It might have set me up with some unrealistic expectations.
The night my appendix was gearing up to murder me, I was on a gurney, waiting to be admitted into the hospital for emergency surgery, emailing my boss. I told him the situation, and finished with I’m so sorry, but it looks like I’ll be out of work Wednesday and Thursday. I’m hoping to return Friday.
I. Had. No. Idea.
Luckily, my boss did. Apparently, while I was going under the knife, he was laughing his tuckus off and saying, “This fruit loop thinks she’ll be back to work in two days! Were we aware of how completely delusional she is when we hired her?”
He was right.
See, the thing is, when you undergo surgery, your body does not bounce back in twenty-four hours (nobody told me). Between bouts of nausea, I was still texting my editing partner to assure him I wouldn’t miss any deadlines, texting my friend with MS to say I expected to still be at the walk that Sunday, and telling Jason I might be able to do the author event scheduled for the afternoon after the MS Walk, if he was driving. Sure, I periodically stopped texting to take a few minutes to weep from the agony and summon the hospital staff for more pain medications, but this would all pass, right?
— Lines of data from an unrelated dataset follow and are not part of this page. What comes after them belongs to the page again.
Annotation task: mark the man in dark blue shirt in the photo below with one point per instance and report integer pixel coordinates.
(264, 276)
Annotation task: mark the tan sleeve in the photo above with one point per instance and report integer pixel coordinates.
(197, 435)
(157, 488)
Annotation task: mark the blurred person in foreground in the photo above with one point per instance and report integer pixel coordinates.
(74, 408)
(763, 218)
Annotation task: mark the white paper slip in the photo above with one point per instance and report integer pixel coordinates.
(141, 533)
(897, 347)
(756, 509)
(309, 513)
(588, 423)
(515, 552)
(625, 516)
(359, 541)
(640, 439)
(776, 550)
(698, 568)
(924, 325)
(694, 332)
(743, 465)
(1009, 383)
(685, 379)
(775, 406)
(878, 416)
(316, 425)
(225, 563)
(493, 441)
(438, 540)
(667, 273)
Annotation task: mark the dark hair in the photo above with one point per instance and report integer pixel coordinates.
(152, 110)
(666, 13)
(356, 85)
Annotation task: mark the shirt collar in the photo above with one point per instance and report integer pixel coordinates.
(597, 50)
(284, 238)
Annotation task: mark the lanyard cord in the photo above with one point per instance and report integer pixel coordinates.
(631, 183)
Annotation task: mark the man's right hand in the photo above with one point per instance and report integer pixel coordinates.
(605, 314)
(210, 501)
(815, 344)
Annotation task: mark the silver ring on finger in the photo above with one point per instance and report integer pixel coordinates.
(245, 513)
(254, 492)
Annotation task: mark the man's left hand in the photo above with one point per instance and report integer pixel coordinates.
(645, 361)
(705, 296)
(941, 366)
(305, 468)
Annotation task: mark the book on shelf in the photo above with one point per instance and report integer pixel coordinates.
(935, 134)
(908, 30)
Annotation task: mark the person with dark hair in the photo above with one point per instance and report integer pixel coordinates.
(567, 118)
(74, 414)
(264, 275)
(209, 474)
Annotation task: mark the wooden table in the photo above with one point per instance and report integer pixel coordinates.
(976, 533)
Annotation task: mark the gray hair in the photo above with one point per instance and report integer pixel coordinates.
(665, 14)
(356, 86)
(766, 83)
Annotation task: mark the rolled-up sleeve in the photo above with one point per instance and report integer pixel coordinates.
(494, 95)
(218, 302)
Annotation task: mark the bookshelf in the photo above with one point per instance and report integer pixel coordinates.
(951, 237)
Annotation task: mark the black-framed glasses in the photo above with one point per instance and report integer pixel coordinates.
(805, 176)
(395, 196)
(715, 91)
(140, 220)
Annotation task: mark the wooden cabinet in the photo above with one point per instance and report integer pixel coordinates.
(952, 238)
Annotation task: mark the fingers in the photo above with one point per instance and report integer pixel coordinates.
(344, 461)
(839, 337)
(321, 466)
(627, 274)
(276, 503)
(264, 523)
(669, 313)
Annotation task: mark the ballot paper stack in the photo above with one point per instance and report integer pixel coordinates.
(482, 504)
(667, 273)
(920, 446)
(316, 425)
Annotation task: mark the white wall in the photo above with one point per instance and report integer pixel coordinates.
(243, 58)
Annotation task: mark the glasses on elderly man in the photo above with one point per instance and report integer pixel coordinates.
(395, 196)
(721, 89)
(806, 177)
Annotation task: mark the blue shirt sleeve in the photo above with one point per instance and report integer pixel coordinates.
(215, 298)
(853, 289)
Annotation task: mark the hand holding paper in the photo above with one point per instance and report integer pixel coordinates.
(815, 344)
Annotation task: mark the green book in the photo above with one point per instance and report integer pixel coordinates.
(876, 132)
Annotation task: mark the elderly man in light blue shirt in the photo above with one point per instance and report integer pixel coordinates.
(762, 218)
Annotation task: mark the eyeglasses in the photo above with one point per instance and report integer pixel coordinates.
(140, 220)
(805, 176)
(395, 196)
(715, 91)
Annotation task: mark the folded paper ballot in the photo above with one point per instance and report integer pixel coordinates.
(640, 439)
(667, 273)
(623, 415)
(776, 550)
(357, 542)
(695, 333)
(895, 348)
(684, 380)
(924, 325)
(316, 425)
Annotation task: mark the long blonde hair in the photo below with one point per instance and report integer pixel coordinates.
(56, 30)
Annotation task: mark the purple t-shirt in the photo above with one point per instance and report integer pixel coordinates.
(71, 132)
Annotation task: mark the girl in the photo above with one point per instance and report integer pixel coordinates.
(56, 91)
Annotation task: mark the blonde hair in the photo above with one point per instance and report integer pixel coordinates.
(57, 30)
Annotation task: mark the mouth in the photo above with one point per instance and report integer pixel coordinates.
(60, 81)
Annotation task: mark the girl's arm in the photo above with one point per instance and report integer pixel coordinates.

In an hour or so?
It did not.
When I was released from the hospital, I wound up spending a couple of days at my mother’s, because someone had to babysit me (Jason, of course, wanted to get back to work, which nobody in my family—including me—was going to fault him for). I couldn’t eat, I was walking like an arthritic possum, and the nausea . . . I was clutching the arms of my parents’ sofa like I was riding the small ferry to Block Island on a particularly stormy day (you islanders know what I mean). I couldn’t read (made me seasick). I couldn’t even walk briskly (turned me green). I finally had to admit I might not make it to the MS Walk or that author event.
But I could return to work Monday, right?
“Ha ha ha! And ha!” I can imagine my boss saying. “Seriously, do we ask if people are completely delusional in our job interviews? Maybe we should.”
I did eventually return to work a week and a day after my surgery. And honestly, it was still too soon. The seasickness eventually passed a couple days after that, and I was able to read a sentence and have it make sense again maybe two days ago. And I’m still incredibly frustrated that I can’t do things like make it longer than eight or ten hours without needing a nap. (Another thing about my family: the women in our clan do not nap. The fact that I desperately wanted one filled me with shame at how badly I was failing at recovery.) (I didn’t say this made sense, mind you. All I’m saying is we do not nap.)
This past Thursday, I’d had it. Enough with this healing and recovering crap. I wanted to wear a pair of pants, darn it! I pulled on a pair of loose, low-riding khakis, popped some ibuprofen, and went off to work.
It turns out that even if you tell yourself your still-healing incisions and aching belly can take pants, some of us just aren’t ready for it. You can wail and shake your fist at the sky and shout, “I’m tired of shaving my legs! Let me wear trousers!” and it won’t make a bit of difference (though my boss did catch this little scene and slipped me a brochure for the employee mental health assistance plan).
So, all in all, I’m feeling better. I’m working again, which makes me happy. But not as happy as I’d be in pants.